Here is a picture of both my paternal (left) and maternal grandfathers (right).



PS: Some additions after six long years, when understanding is relatively deeper & after finally taking all four Kriya Dikshas. 

Saturday, January 2, 2010

Ethereal Reminiscences Part-I


One of my inceptive experiences with the evanascent glances of the 'eye of intuition' occurred on the day my paternal grandfather passed away. Immediately informed about the incident by Mom, I took a bus back home on a nine hour long night journey. Those days were my student days in a far off place called Rourkela. It was after consciously closed my somnific eyes that I unconsciously started to converse with my grandfather.  My paternal grandfather had some of the qualities that are most difficult to emulate even today. A God loving man, who took upon the oath for seeking the divine at a later age when he had been freed up from his worldly duties and became a pensioner. He had made it a habit to lead his life in the most simplest of ways, non-fussy with his daily readings of Bhagvatam and Bhagvat Gita. A person who never ever spoke ill of anyone and loved his descendants unswerving. A golden hand in anything and everything related to household agriculture, be it vegetables or fruits :). He always made it a custom to bring sacks full of homegrown fruits and vegetables whenever he came to his our home. And alas! papayas again, which I grudgingly called durniti(english equivalent is 'corruption') as it was mixed with peas-potato curry cooked in our home, in the most camouflaged manner, for I was the one who always hated papayas, which substitutes potatoes. Like many my love was for that pristine peas-potato curry, unadulterated with durniti.

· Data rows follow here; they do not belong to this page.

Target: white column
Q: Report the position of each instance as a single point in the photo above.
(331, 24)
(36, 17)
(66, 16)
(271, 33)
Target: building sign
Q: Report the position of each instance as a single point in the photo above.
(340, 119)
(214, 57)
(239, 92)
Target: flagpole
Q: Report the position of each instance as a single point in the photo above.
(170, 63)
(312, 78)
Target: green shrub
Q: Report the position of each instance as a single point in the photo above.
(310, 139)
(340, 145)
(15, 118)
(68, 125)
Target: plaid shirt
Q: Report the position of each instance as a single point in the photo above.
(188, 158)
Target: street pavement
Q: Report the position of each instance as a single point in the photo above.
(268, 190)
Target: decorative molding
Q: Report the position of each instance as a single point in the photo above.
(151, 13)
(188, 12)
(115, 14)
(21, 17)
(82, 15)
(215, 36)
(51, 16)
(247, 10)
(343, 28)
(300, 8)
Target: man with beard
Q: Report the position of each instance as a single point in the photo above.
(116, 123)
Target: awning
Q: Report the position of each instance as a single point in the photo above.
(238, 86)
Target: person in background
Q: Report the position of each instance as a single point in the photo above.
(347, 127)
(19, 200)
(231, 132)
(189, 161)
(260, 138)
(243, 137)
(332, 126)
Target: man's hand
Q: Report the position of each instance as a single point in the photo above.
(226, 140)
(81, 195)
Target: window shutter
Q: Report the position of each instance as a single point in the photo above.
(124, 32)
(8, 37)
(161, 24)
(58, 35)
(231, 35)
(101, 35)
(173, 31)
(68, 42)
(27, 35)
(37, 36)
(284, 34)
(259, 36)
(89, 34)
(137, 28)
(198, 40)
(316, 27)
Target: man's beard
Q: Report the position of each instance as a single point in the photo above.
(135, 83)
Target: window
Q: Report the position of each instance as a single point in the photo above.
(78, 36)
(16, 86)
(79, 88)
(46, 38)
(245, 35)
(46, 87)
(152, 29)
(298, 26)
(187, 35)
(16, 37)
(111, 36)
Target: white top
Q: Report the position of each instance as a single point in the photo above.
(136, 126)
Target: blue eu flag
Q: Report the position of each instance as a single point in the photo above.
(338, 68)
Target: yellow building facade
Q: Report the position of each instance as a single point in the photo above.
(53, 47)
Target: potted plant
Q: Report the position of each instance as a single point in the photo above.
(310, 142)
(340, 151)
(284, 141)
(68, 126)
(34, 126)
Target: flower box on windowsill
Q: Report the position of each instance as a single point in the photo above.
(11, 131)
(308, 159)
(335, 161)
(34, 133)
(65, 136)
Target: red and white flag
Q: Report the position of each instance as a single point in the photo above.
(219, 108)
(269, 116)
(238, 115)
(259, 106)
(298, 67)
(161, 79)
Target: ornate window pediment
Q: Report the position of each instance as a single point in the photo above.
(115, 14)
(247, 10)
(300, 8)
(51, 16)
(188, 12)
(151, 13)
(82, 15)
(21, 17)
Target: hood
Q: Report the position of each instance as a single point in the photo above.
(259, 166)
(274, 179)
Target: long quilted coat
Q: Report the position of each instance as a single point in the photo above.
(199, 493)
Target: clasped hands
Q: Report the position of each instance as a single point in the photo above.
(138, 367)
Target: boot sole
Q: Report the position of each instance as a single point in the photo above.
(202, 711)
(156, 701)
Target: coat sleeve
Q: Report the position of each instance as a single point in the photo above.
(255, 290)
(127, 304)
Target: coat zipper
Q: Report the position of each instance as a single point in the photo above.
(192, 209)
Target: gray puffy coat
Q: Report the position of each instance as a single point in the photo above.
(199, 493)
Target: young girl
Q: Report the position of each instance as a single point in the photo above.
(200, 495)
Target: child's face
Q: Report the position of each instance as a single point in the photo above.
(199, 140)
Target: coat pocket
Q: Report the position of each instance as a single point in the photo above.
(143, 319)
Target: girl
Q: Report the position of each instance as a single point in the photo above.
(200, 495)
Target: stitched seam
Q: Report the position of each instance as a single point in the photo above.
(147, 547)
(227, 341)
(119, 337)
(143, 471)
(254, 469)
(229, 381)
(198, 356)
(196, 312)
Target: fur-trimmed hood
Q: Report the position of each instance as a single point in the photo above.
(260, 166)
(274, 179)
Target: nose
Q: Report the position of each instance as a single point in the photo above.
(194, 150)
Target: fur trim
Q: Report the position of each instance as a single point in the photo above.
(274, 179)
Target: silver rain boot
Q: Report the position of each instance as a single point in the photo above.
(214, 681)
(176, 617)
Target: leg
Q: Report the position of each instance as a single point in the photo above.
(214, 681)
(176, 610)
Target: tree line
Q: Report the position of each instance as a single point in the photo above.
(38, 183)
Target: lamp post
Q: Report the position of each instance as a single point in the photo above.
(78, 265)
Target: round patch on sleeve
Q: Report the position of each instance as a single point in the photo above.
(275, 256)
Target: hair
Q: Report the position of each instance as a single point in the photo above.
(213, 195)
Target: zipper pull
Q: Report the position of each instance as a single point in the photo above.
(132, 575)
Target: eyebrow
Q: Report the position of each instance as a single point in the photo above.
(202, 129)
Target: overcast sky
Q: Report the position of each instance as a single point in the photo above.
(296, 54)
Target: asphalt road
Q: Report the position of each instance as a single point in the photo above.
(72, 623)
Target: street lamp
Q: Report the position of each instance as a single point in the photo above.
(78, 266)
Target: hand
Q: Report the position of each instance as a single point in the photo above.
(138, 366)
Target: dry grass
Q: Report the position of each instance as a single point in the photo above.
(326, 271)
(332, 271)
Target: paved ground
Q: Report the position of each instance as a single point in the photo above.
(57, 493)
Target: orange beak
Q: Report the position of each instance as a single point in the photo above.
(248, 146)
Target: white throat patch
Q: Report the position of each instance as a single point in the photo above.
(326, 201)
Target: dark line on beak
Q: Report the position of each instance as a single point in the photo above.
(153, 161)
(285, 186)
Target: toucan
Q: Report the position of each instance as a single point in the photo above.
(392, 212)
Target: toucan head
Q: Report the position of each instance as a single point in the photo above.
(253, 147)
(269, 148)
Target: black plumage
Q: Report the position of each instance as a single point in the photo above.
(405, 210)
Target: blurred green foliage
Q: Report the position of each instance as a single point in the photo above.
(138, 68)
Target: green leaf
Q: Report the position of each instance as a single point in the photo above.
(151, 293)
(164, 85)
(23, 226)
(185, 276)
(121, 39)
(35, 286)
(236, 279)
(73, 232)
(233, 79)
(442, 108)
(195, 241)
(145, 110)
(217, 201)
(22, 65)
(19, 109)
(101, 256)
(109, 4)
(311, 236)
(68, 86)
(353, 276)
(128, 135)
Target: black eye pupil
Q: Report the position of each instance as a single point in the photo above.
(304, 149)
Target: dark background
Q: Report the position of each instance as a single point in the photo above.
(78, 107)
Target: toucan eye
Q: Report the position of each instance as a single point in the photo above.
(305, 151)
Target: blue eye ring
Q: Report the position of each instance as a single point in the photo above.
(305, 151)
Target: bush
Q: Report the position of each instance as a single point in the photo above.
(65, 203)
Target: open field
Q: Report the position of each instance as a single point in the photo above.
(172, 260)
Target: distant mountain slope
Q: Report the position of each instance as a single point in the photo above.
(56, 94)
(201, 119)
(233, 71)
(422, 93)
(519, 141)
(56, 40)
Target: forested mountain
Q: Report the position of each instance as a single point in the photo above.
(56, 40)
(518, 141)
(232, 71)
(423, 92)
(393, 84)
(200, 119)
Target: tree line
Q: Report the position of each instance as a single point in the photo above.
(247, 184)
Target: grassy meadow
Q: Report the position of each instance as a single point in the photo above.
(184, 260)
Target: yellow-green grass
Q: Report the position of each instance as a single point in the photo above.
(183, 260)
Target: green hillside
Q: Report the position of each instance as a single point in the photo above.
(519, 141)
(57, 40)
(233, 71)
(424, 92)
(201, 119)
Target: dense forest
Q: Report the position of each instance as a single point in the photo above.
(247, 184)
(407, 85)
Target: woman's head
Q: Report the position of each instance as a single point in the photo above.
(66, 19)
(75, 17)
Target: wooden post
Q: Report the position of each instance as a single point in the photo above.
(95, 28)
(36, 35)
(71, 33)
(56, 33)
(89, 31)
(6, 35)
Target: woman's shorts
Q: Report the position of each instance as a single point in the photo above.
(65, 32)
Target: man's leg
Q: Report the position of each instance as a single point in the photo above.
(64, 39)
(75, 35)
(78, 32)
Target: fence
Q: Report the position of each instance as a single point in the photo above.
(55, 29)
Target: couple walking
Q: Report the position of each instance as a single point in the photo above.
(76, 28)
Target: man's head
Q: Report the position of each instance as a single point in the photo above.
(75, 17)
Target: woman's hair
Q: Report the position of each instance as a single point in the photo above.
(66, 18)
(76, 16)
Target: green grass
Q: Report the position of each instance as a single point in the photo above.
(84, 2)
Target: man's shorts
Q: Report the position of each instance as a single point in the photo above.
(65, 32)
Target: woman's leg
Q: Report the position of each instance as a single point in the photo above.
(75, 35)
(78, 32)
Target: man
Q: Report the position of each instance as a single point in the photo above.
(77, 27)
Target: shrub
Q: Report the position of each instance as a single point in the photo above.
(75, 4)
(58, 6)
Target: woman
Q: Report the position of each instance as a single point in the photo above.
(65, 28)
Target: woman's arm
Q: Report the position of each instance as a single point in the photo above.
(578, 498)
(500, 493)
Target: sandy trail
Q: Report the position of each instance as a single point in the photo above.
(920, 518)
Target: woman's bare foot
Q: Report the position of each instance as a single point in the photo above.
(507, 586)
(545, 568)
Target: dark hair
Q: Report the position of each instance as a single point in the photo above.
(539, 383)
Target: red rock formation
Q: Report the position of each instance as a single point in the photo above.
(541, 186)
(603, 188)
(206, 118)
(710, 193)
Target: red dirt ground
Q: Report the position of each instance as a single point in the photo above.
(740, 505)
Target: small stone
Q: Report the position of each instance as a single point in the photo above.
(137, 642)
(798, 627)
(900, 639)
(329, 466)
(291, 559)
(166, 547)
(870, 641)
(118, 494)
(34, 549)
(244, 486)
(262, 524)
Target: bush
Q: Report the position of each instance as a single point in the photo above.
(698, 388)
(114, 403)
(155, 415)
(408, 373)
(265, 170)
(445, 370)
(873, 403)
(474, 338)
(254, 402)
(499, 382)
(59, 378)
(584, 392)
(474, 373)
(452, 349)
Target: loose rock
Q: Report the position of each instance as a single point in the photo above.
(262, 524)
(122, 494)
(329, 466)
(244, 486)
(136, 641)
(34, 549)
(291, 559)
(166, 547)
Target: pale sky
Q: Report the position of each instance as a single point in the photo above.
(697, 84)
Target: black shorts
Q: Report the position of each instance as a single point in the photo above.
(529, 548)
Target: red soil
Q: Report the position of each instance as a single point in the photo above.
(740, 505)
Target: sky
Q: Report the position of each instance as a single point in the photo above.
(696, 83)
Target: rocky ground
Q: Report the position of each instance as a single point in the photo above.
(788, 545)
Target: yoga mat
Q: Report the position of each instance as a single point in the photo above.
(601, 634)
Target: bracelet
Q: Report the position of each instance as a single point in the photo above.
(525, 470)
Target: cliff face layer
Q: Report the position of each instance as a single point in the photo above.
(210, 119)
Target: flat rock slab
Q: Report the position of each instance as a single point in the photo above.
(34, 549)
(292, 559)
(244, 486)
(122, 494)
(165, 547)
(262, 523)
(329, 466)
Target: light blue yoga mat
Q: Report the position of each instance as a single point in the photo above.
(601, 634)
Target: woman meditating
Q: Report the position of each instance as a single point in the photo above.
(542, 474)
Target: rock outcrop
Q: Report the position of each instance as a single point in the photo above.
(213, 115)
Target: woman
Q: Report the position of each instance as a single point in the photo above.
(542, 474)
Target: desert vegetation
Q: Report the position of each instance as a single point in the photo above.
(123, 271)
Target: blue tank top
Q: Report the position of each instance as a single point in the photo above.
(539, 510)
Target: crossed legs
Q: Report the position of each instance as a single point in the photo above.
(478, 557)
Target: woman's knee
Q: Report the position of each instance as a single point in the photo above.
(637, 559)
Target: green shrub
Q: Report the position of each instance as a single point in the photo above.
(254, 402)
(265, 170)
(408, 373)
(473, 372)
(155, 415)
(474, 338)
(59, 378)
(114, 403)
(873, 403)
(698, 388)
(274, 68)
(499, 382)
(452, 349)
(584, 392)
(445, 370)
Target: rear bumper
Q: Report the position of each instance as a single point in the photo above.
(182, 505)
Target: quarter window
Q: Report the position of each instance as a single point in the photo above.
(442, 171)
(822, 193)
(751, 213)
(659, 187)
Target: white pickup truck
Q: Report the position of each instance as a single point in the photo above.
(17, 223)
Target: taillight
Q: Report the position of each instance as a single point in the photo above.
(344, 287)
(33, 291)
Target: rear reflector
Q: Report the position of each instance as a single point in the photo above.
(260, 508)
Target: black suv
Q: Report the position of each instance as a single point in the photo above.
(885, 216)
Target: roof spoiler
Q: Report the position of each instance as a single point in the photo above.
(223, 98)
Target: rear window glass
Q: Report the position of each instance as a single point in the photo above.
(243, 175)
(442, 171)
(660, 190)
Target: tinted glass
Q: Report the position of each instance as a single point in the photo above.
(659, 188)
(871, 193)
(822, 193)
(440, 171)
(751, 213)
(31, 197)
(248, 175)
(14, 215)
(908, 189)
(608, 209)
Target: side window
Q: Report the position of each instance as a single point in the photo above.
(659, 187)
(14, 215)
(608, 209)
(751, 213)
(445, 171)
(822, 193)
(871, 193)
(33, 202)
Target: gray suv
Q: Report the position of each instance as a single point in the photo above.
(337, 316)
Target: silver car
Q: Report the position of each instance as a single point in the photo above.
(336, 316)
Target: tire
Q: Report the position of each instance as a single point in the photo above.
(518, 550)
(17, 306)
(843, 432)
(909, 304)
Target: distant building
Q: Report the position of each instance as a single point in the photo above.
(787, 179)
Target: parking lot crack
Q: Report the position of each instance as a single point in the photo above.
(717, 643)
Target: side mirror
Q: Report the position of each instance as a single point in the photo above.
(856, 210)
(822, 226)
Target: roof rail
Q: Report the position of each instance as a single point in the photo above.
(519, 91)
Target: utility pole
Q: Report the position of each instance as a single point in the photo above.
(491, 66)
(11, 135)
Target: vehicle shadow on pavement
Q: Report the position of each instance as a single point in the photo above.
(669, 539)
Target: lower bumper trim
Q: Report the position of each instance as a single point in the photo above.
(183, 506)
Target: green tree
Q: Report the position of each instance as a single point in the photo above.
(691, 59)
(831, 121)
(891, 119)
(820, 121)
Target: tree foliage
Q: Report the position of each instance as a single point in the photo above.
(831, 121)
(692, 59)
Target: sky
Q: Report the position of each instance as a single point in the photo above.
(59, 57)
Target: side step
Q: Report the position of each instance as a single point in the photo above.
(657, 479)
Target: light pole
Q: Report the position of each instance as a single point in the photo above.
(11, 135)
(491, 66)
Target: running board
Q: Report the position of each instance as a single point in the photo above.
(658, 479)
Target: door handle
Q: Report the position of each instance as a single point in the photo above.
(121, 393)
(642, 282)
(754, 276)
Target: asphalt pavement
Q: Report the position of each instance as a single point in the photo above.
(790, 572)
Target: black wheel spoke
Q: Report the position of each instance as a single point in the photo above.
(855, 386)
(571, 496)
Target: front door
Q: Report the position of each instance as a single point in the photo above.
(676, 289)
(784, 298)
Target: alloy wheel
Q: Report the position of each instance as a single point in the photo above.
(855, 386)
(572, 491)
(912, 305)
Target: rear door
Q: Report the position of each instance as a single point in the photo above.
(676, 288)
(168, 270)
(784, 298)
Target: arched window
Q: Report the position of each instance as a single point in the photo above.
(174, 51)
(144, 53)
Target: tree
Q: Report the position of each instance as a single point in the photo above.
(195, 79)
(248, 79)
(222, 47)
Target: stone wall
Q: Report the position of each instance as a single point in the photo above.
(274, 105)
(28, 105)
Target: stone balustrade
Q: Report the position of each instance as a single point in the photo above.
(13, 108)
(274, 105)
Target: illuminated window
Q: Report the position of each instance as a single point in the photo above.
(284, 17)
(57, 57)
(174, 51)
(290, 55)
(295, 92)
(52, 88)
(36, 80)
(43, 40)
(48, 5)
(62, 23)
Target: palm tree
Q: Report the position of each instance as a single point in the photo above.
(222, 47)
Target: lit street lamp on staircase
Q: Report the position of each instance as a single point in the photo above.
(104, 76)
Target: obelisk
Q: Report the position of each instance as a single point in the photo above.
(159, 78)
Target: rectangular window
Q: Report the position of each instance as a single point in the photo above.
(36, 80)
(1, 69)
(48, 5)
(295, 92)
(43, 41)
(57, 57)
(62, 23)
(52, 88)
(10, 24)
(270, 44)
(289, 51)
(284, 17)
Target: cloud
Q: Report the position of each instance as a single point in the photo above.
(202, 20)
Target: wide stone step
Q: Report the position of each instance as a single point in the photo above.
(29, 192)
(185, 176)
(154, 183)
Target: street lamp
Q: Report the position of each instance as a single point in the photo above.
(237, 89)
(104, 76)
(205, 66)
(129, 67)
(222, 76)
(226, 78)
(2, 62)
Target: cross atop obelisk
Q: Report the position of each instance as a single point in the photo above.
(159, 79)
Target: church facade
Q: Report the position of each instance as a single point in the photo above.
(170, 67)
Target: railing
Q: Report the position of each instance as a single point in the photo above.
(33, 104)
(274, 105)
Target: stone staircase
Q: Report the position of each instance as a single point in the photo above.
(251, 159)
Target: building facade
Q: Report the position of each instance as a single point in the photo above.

         That night with a slightly heavy heart and my mind focused on my grandfather, I consciously closed my eyes after being seated in the bus. After a few minutes, someway conversing with him started, through the middle of my forehead. None of the events was within the control of a sleepy mind, it seemed to be proceeding automatically and intuitively. It was love on his part which was manifesting, love for his grandchildren. Suddenly I asked him to take me with him if he so chose. And could never learn why such a unusual request! And that was it. A screeching pain occurred in the middle of my forehead as if something was being forcibly drawn out of it. Immediately screaming "NO! NO! " with out any external manifestation of noise, I could only then open my eyes. This was my first ever ethereal experience, after death of a close one.

And perhaps this was also a start of my belief in a higher reality which manifests besides this visible world.